US 11,987,272 B2
System and method of predicting human interaction with vehicles
Samuel English Anthony, Cambridge, MA (US); Kshitij Misra, Cambridge, MA (US); and Avery Wagner Faller, Cambridge, MA (US)
Assigned to Perceptive Automata, Inc., Cambridge, MA (US)
Filed by Perceptive Automata, Inc., Boston, MA (US)
Filed on Mar. 3, 2021, as Appl. No. 17/190,619.
Application 17/190,619 is a continuation in part of application No. 16/828,823, filed on Mar. 24, 2020, granted, now 11,126,889.
Application 16/828,823 is a continuation of application No. 16/512,560, filed on Jul. 16, 2019, granted, now 10,614,344, issued on Apr. 7, 2020.
Application 16/512,560 is a continuation of application No. 15/830,549, filed on Dec. 4, 2017, granted, now 10,402,687, issued on Sep. 3, 2019.
Claims priority of provisional application 62/528,771, filed on Jul. 5, 2017.
Prior Publication US 2021/0182604 A1, Jun. 17, 2021
Int.

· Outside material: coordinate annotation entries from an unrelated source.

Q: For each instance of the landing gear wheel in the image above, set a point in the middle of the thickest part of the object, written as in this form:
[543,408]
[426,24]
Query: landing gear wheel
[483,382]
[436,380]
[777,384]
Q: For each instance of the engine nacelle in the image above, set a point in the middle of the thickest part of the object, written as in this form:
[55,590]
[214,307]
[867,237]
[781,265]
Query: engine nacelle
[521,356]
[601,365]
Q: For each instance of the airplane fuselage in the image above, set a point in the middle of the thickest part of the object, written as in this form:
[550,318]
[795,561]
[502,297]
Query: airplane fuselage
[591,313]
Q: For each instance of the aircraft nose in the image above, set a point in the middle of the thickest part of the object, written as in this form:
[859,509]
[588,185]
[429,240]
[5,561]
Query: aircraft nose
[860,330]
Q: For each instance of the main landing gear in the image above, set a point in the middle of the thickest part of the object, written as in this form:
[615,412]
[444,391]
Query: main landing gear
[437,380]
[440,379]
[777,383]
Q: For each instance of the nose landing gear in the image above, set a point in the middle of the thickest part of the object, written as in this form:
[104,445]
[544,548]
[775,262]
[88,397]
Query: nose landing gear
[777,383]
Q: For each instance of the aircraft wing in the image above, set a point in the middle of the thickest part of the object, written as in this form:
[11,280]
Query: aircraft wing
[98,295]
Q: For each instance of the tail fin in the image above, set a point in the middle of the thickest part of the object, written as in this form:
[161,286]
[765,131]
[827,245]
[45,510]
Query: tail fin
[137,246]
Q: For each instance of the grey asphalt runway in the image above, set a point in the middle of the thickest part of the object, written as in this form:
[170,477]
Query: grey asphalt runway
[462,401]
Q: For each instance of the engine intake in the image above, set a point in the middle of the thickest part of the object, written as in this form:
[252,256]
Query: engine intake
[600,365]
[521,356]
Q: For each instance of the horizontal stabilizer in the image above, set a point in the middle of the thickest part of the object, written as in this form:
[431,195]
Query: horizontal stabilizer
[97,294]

Cl. G06N 3/08 (2023.01); B60W 30/00 (2006.01); B60W 60/00 (2020.01); G05D 1/00 (2006.01); G06F 18/214 (2023.01); G06F 18/40 (2023.01); G06N 3/04 (2023.01); G06N 3/084 (2023.01); G06V 10/778 (2022.01); G06V 20/40 (2022.01); G06V 20/58 (2022.01); G06V 40/20 (2022.01); G08G 1/04 (2006.01); G08G 1/16 (2006.01); G06N 5/01 (2023.01); G06N 20/10 (2019.01); G06V 10/62 (2022.01)
CPC B60W 60/00274 (2020.02) [B60W 30/00 (2013.01); G05D 1/0088 (2013.01); G06F 18/214 (2023.01); G06F 18/41 (2023.01); G06N 3/04 (2013.01); G06N 3/08 (2013.01); G06N 3/084 (2013.01); G06V 10/7784 (2022.01); G06V 20/41 (2022.01); G06V 20/58 (2022.01); G06V 40/20 (2022.01); G08G 1/04 (2013.01); G08G 1/166 (2013.01); G05D 2201/0213 (2013.01); G06N 5/01 (2023.01); G06N 20/10 (2019.01); G06V 10/62 (2022.01)] 20 Claims
OG exemplary drawing
 
1. A computer-implemented method comprising:
receiving a plurality of training images of an environment, the plurality of training images including one or more persons;
sending the plurality of training images to annotators via a user interface requesting user responses describing an attribute of the one or more persons;
for the plurality of training images, receiving a plurality of user responses from the annotators, each user response describing the attribute of the one or more persons displayed in the plurality of training images;
generating a training dataset comprising summary statistics of the plurality of user responses describing the attribute of the one or more persons displayed in the plurality of training images;
training, using the training dataset, a machine learning based model configured to receive input images and predict summary statistics describing an attribute of one or more persons displayed in the input images;
receiving a plurality of new images of a new environment, the plurality of new images including one or more new persons;
predicting, using the machine learning based model, summary statistics describing an attribute of the one or more new persons in the plurality of new images; and
determining an action to be performed based on the predicted summary statistics of the one or more new persons.